More silliness you may have tried too
Sometime though you catch what you don’t really want – just like the joke about an old boot!
But how about a big wet rag on your line? I kid you not, they fight like demons, really solid, kite a bit but pull down deep. You should see someone’s face when they have caught a towel. It’s a real treat. Must remember… haven’t done that one for a while!
We also used to do silly tricks on ourselves – and this is one you shouldn’t try – by checking if electric fences were really switched on.
It only takes a quick touch and you get this ridiculous shock which for some reason used to make us giggle.
You could, of course, pretend to hold the fence, just wrap your hand around the wire without touching it. Then you got a giggle when your mate jumped back as he touched it for real to check what you had told him that it wasn’t live.
Having avoided the electric fence, the bull in the field and then survived the very long walk back to your mate’s mum’s car you certainly didn’t want to make your journey home more difficult. It was bad enough that three of you got into a rabbit hutch car with a basket and holdall each…
But if you had a fishing pal like my mate Harry things could get a bit difficult, especially as his mum had a habit of getting a bit volatile if made to wait a long time for us anglers. So having arrived back at our pick-up point a bit late we were already on dangerous ground.
Harry didn’t help matters when he delved into his groundbait bucket – a proper household bucket filled with water – and produced a live 4lb eel which he put perilously close to his mother’s face and exclaimed: “Look what I caught!”
The air turned blue! Harry was ordered to put the eel back into the bucket of water and get it back to the river like he was always going to anyway. However, the threat of a 12-mile walk back home for us looked very, very close.

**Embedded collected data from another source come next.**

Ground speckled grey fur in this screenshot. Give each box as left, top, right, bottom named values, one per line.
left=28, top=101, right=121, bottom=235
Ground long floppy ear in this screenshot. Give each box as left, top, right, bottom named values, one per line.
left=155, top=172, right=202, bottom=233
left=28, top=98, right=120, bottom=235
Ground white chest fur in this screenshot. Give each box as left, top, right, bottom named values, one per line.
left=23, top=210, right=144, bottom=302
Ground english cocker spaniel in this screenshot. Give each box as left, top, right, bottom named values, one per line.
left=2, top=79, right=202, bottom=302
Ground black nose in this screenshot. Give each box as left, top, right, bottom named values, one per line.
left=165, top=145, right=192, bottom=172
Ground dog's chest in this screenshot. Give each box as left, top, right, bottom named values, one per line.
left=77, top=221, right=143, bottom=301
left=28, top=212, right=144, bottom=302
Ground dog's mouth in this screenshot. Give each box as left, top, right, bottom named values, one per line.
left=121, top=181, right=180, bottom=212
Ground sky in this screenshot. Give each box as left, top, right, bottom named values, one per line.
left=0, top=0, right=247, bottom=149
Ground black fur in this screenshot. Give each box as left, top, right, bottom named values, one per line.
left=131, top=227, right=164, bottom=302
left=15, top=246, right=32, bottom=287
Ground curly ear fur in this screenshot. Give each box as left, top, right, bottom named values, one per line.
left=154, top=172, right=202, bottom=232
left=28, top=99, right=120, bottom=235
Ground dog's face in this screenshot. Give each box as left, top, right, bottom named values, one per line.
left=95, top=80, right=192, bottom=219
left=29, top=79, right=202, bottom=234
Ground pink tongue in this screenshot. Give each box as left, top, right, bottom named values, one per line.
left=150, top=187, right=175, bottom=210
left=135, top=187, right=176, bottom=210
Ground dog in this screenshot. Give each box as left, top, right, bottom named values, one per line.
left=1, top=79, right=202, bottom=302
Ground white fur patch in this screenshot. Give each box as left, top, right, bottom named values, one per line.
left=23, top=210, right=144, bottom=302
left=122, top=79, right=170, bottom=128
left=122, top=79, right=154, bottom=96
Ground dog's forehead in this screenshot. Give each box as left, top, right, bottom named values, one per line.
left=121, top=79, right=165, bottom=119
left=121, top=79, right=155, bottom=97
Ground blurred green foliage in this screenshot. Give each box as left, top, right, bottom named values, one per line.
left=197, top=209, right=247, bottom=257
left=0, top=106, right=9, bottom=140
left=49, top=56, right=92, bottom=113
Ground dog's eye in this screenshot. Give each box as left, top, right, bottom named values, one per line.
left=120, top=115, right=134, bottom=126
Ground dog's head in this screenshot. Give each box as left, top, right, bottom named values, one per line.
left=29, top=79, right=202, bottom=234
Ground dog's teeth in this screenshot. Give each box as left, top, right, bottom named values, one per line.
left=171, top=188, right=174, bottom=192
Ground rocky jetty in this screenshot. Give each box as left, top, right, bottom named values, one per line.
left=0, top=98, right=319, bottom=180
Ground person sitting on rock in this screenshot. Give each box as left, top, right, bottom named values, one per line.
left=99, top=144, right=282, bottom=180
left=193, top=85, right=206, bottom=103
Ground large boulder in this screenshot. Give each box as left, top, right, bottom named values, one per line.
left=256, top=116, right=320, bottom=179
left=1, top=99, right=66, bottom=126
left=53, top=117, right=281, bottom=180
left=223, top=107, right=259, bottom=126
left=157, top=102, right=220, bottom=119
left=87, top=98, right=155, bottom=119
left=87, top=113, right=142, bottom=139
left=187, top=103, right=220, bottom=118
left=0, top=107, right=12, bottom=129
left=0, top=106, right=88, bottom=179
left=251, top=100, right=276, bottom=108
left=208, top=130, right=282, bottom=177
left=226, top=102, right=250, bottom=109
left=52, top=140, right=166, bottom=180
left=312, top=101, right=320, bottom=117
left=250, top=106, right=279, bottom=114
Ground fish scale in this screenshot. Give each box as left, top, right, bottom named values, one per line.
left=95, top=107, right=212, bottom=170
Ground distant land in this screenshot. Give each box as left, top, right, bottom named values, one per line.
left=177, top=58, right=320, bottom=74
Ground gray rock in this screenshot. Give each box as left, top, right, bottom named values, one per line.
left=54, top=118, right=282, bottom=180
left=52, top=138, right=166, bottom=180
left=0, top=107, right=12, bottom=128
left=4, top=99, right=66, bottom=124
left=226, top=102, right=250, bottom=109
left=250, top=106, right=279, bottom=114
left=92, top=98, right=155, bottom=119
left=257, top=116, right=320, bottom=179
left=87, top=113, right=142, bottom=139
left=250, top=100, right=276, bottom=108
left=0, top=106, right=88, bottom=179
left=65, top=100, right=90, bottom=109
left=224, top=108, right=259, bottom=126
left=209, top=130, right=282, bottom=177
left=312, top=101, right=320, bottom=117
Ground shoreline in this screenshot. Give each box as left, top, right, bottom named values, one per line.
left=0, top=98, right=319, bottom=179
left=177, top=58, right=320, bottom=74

We did get our lift back in total silence broken only when we pulled up on the drive of Harry’s home: “Thanks Mam, I have got a present for you though… some smaller eels I have kept in my basket.”
Thankfully he was joking…
A right wriggling nightmare
Sometimes the laughs are not deliberate, such as at the first big festival English anglers staged in Holland where one of the competitors was that great river angler Paul Newell.
Now worms were in short supply and a valuable bait so Paul decided he would keep them in his hotel bathroom overnight in an open container with the light left on so that the worms stayed in their dirt. But during the night his other half went to the loo and as she came out of the bathroom switched off the light.
You can guess the rest…
Ivan’s terrible yellow perils
And finally we have to return to the legend that was Ivan Marks. Not a jolly jape just a normal happening in the life of an angling master…
We were off to Germany to fish a big match on the River Weser as guests of the British Army and turned up with all of our gear at Luton Airport. It was a civilian flight but hired out to the military.
Some rather zealous jobsworths decided it would be a good idea to check out our fishing luggage and delve into our boxes. A hand went into Ivan’s and pulled out a mass tangle of catapults, reels and other accessories – all jumbled together.
But a tub of yellow maggot dye was also extracted and managed to spill onto two of the airline baggage guys who must have thought they were being poisoned. They ran around like headless chickens as Ivan just pulled out another of his famous ciggies, lit up and shook his head.
When we did get to Germany Ivan still had enough dye to colour up some freshly bought maggots – all of our bait had been “held” at the airport except the couple of bags of casters some of us had managed to slip into our pockets.
The problem was that Ivan decided to dye his bait in the bathroom sink – at the home of the high-ranking officer he was staying with. The Captain, Colonel, Major or whatever his rank didn’t say a word about his newly coloured bathroom. I think he was just so happy to have Mr Marks stay with him!